PROLOGO OTTOBRE
C’ERA UNA VOLTA
E ora non più. Il campetto di periferia… Non c’era paese che non l’avesse. Abusivo e mal tollerato, il “pistino” era una palestra d’apprendimento, era la via per scoprire un mondo nuovo, era lo svezzamento.
Ci ritrovavi piloti, mezzi piloti o presunti tali, e con loro imparavi.
Quelli “veri” guidavano moto da cross col numero, portavano il casco adesivato, e in quel contesto si ritrovavano per allenarsi.
Erano anni in cui si ambiva alla tabella numero uno…
Per tutti quelli che non godevano della stessa fortuna, la pista era comunque un modo per sentirsi parte del sistema. Era la maniera per cominciare, per provarci. Bastava un ciclomotore a pedali, un mezzo posticcio e allora si poteva dire: “Anche io faccio cross”.
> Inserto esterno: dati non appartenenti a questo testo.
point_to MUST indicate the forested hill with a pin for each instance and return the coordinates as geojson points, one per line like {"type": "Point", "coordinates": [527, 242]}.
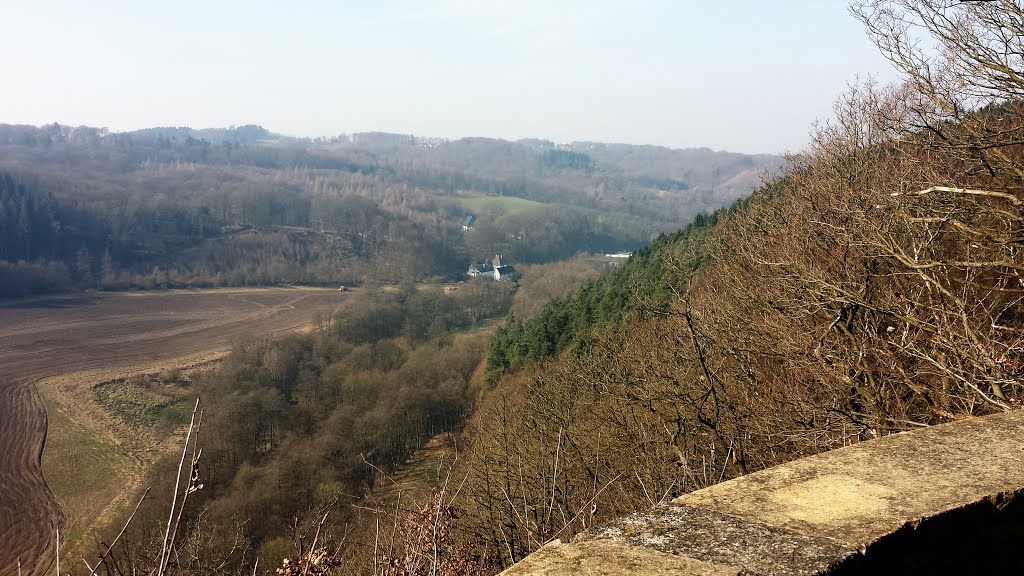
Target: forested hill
{"type": "Point", "coordinates": [81, 207]}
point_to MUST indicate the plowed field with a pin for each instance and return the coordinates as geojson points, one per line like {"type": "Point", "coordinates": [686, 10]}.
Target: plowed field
{"type": "Point", "coordinates": [45, 337]}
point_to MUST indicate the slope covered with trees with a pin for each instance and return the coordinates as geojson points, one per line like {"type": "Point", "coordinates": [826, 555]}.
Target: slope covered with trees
{"type": "Point", "coordinates": [875, 287]}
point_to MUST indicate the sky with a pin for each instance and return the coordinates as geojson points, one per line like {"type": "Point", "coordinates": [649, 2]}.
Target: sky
{"type": "Point", "coordinates": [744, 76]}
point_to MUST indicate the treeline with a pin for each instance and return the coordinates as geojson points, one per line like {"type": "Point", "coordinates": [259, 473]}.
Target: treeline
{"type": "Point", "coordinates": [84, 208]}
{"type": "Point", "coordinates": [872, 288]}
{"type": "Point", "coordinates": [635, 291]}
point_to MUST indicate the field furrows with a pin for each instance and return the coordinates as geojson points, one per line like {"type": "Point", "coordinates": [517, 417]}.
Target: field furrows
{"type": "Point", "coordinates": [47, 337]}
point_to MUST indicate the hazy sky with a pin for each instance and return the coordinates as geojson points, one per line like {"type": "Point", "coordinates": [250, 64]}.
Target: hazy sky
{"type": "Point", "coordinates": [743, 76]}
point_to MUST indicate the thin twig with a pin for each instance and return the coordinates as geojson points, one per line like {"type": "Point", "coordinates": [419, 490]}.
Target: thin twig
{"type": "Point", "coordinates": [164, 556]}
{"type": "Point", "coordinates": [92, 571]}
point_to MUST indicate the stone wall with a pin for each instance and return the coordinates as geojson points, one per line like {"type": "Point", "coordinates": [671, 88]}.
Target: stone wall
{"type": "Point", "coordinates": [937, 500]}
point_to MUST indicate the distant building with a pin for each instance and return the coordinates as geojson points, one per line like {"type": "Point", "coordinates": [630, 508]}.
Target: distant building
{"type": "Point", "coordinates": [480, 271]}
{"type": "Point", "coordinates": [506, 273]}
{"type": "Point", "coordinates": [614, 260]}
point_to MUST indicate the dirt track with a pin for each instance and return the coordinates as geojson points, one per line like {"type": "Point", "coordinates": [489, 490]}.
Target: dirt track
{"type": "Point", "coordinates": [52, 336]}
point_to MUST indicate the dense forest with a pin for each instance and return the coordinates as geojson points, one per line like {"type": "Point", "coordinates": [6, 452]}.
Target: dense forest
{"type": "Point", "coordinates": [175, 207]}
{"type": "Point", "coordinates": [871, 287]}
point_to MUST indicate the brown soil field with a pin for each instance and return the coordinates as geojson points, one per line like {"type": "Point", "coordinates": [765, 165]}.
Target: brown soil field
{"type": "Point", "coordinates": [69, 343]}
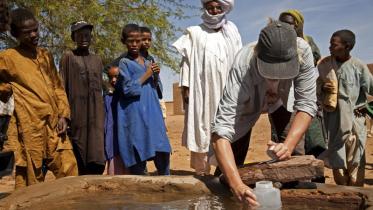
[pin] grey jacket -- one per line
(244, 94)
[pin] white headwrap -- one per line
(216, 21)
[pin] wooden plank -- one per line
(297, 168)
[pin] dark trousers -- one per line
(4, 123)
(161, 162)
(239, 148)
(87, 168)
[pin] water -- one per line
(158, 201)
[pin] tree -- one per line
(108, 18)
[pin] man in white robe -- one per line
(207, 51)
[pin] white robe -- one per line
(207, 57)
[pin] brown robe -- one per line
(40, 101)
(83, 84)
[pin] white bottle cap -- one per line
(263, 185)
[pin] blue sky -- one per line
(322, 18)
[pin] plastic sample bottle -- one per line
(267, 196)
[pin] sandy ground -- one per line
(180, 159)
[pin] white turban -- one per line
(216, 21)
(226, 4)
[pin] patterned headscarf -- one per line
(298, 16)
(216, 21)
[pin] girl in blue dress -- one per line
(141, 129)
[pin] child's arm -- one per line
(127, 84)
(366, 80)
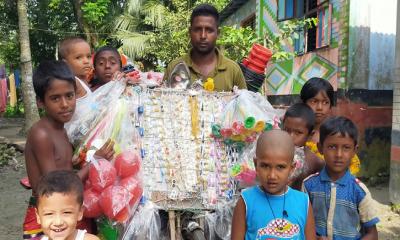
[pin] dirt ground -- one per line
(13, 200)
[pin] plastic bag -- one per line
(114, 202)
(180, 77)
(219, 223)
(244, 117)
(117, 182)
(91, 207)
(101, 174)
(91, 109)
(145, 224)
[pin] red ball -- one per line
(123, 215)
(134, 186)
(91, 207)
(113, 200)
(102, 174)
(127, 163)
(88, 184)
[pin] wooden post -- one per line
(171, 218)
(178, 227)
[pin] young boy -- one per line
(47, 146)
(59, 206)
(299, 122)
(343, 207)
(273, 210)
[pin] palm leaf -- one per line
(134, 43)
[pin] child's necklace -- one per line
(284, 213)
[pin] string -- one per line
(284, 213)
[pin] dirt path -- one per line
(13, 200)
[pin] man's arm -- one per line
(238, 231)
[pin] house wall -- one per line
(241, 14)
(394, 183)
(289, 76)
(359, 63)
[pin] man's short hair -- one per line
(65, 44)
(48, 71)
(303, 111)
(60, 181)
(335, 125)
(205, 10)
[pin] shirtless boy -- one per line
(47, 146)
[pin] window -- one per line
(249, 22)
(316, 37)
(289, 9)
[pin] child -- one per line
(342, 204)
(319, 95)
(77, 54)
(107, 61)
(47, 146)
(273, 210)
(299, 121)
(59, 206)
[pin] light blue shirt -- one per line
(260, 220)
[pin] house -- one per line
(352, 47)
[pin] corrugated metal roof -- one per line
(231, 8)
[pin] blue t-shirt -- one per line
(340, 208)
(260, 221)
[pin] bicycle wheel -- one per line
(198, 234)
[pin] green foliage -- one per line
(157, 31)
(236, 42)
(288, 32)
(95, 10)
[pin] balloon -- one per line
(127, 163)
(102, 174)
(134, 187)
(113, 200)
(123, 215)
(91, 207)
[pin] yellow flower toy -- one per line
(209, 84)
(354, 164)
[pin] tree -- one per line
(157, 31)
(31, 112)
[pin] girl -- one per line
(107, 61)
(319, 95)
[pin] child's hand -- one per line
(118, 76)
(106, 151)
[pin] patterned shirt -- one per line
(340, 208)
(275, 216)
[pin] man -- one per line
(204, 60)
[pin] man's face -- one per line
(203, 34)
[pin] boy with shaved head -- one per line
(273, 210)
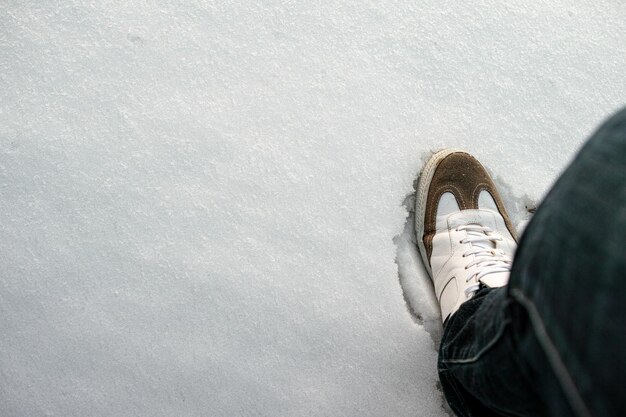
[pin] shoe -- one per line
(464, 234)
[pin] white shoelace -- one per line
(487, 258)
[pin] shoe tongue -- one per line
(497, 279)
(483, 244)
(480, 217)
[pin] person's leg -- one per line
(568, 282)
(551, 343)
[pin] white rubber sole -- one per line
(423, 186)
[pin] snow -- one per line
(202, 203)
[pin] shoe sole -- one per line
(423, 186)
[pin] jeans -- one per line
(553, 342)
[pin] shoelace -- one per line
(487, 258)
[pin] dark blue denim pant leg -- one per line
(553, 343)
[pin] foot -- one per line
(464, 234)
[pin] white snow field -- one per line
(202, 202)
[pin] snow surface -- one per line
(199, 200)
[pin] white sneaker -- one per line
(464, 233)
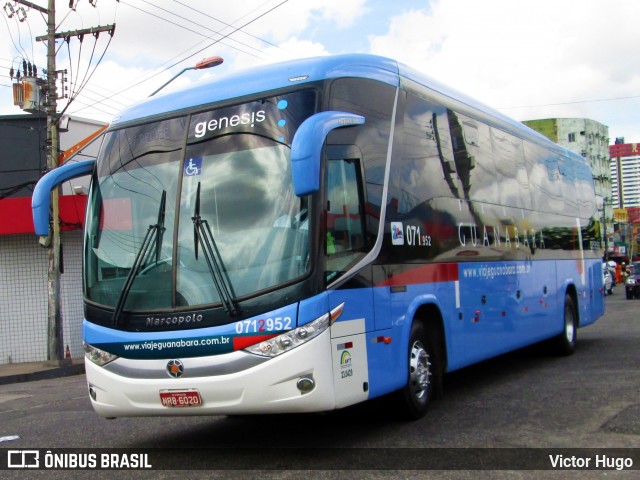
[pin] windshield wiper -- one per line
(202, 236)
(154, 232)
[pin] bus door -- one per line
(345, 244)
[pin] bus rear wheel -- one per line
(423, 380)
(565, 343)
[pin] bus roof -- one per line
(271, 77)
(264, 78)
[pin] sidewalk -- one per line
(27, 372)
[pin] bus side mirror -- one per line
(41, 198)
(306, 147)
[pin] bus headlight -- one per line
(97, 356)
(293, 338)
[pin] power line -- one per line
(190, 29)
(571, 103)
(200, 12)
(149, 77)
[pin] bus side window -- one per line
(345, 232)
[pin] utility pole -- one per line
(54, 308)
(55, 343)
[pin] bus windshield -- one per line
(207, 222)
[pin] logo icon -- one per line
(175, 368)
(193, 167)
(345, 359)
(23, 459)
(397, 236)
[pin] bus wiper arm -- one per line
(203, 237)
(154, 232)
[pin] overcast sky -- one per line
(529, 59)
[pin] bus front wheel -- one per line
(566, 341)
(424, 377)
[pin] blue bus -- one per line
(305, 236)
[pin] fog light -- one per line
(306, 384)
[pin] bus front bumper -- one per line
(281, 384)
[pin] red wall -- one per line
(15, 214)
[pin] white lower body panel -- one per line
(270, 387)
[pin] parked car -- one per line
(607, 280)
(632, 282)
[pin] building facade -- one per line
(591, 140)
(625, 174)
(625, 189)
(23, 262)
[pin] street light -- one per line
(206, 63)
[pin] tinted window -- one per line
(511, 170)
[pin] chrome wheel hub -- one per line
(419, 370)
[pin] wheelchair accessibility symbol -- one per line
(193, 167)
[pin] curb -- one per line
(64, 371)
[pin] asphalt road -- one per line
(528, 399)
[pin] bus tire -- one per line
(565, 343)
(424, 382)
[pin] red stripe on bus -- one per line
(240, 343)
(441, 272)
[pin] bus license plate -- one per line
(180, 398)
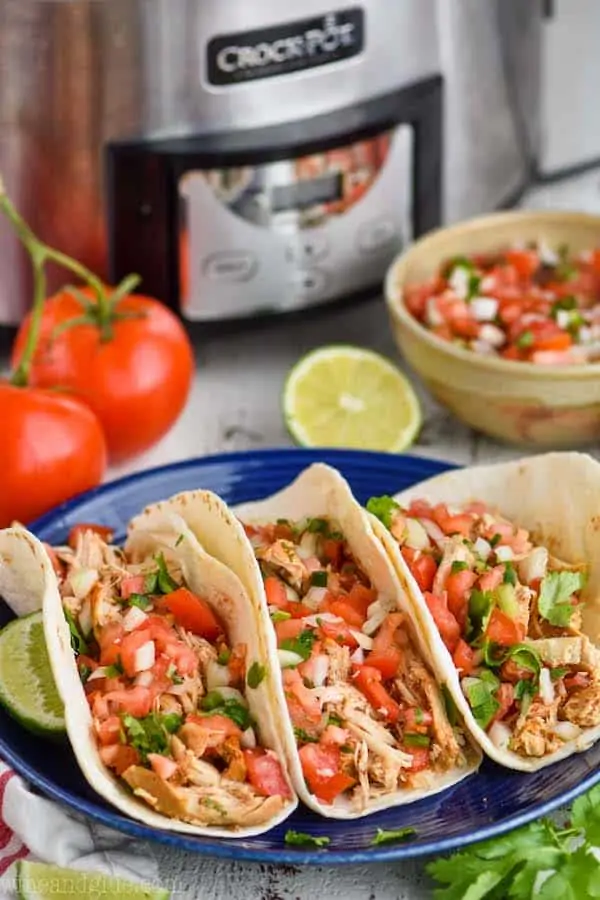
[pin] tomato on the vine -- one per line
(128, 357)
(52, 448)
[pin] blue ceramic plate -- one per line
(486, 804)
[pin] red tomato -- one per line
(446, 623)
(265, 773)
(422, 566)
(503, 630)
(276, 592)
(463, 658)
(135, 375)
(52, 448)
(192, 613)
(103, 531)
(119, 757)
(368, 681)
(320, 766)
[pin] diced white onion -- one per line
(546, 687)
(288, 659)
(504, 554)
(145, 657)
(82, 581)
(484, 309)
(232, 694)
(314, 597)
(567, 731)
(358, 657)
(374, 621)
(85, 617)
(100, 672)
(483, 548)
(500, 735)
(363, 640)
(416, 536)
(133, 617)
(491, 334)
(434, 531)
(216, 676)
(248, 739)
(319, 668)
(534, 565)
(307, 546)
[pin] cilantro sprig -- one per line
(541, 860)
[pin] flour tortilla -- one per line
(319, 491)
(556, 496)
(28, 581)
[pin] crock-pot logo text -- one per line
(282, 49)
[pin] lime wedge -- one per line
(37, 881)
(343, 396)
(27, 689)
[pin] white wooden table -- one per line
(235, 404)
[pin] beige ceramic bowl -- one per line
(517, 402)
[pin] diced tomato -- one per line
(102, 531)
(346, 612)
(320, 766)
(422, 566)
(130, 644)
(193, 613)
(503, 630)
(276, 592)
(333, 551)
(526, 262)
(221, 724)
(137, 701)
(119, 757)
(164, 767)
(577, 680)
(505, 695)
(109, 731)
(339, 632)
(265, 773)
(133, 584)
(458, 587)
(463, 658)
(289, 630)
(447, 625)
(302, 702)
(368, 681)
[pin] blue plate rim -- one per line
(234, 850)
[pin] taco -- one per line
(364, 720)
(505, 566)
(163, 675)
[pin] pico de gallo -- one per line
(528, 304)
(167, 691)
(510, 616)
(368, 717)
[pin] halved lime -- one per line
(344, 396)
(38, 881)
(27, 689)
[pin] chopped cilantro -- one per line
(256, 674)
(319, 578)
(302, 645)
(385, 836)
(299, 839)
(78, 642)
(554, 602)
(383, 508)
(151, 733)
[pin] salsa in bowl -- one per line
(534, 277)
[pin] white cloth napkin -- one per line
(35, 828)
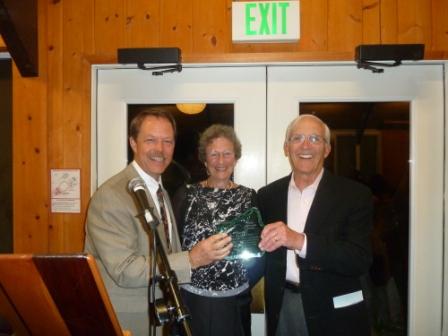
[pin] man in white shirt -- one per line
(317, 240)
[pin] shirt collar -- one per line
(150, 182)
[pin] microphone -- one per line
(137, 187)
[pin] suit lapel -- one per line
(132, 173)
(322, 204)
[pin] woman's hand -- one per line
(209, 250)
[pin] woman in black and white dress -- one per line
(218, 296)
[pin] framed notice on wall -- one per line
(66, 190)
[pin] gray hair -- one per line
(218, 131)
(327, 134)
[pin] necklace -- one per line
(229, 185)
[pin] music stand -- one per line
(55, 295)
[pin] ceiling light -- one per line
(191, 108)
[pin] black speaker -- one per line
(149, 55)
(389, 52)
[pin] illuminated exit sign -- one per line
(265, 21)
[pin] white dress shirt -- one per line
(152, 186)
(299, 204)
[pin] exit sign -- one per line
(265, 21)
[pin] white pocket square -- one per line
(347, 299)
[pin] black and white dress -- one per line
(217, 297)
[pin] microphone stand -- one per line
(170, 309)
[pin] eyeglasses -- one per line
(313, 139)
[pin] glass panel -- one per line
(370, 143)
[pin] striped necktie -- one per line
(164, 217)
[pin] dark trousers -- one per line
(219, 316)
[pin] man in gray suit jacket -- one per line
(119, 240)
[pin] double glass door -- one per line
(260, 101)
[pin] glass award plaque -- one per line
(245, 231)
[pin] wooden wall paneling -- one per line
(74, 117)
(439, 27)
(389, 21)
(345, 26)
(55, 109)
(212, 31)
(176, 24)
(371, 32)
(414, 21)
(142, 23)
(314, 25)
(30, 169)
(109, 26)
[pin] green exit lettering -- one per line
(267, 14)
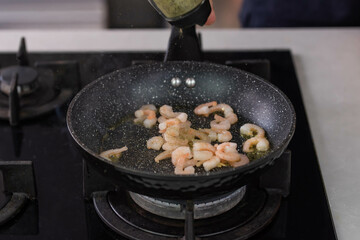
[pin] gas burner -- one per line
(252, 214)
(27, 79)
(202, 209)
(27, 92)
C’era una volta ed ora non più, le moto da 10 cavalli. Quelle che quando iniziavi una salita non sapevi se il cambio di marcia ti portava fi no in cima. Il cinquantino, soglia minima per entrare nel campo da cross permanente. La piccola cilindrata per sognare la grande: la mezzo litro, la moto per defi nizione. Quella che se l’avviavi senza stivali battezzavi lo stinco, quella che mammamia come vibrava, quella che poteva andare fortissimo ma non ci andavi per quei telai ridicoli e per le sospensioni da mountain bike…
C’era una volta ed ora non più, le piste bucate, quelle che venivano livellate solo alla vigilia di una gara e perlopiù nel piazzale di partenza. Quelle dove comunque andavi piano anche se sapevi andar forte.
Indietro non si torna. E ci mancherebbe. Però credo che dimenticare quel che siamo stati sia un grave errore. Ci si divertiva con una manciata di cavalli, i campioni erano tali a prescindere da ciclistiche e motori. Si guidava in piste dove un anno dopo l’altro ci ritrovavi la stessa buca, si usavano moto senza freni e con sospensioni improbabili. Benvenuti nell’era pioneristica della vera approssimazione.
Sicurezza? Allora se ne parlava poco.
Il Motocross moderno non può essere paragonato a quei tempi. Mi chiedo però se non sia necessario mettere un freno ad un processo evolutivo che ha perso di vista l’obiettivo.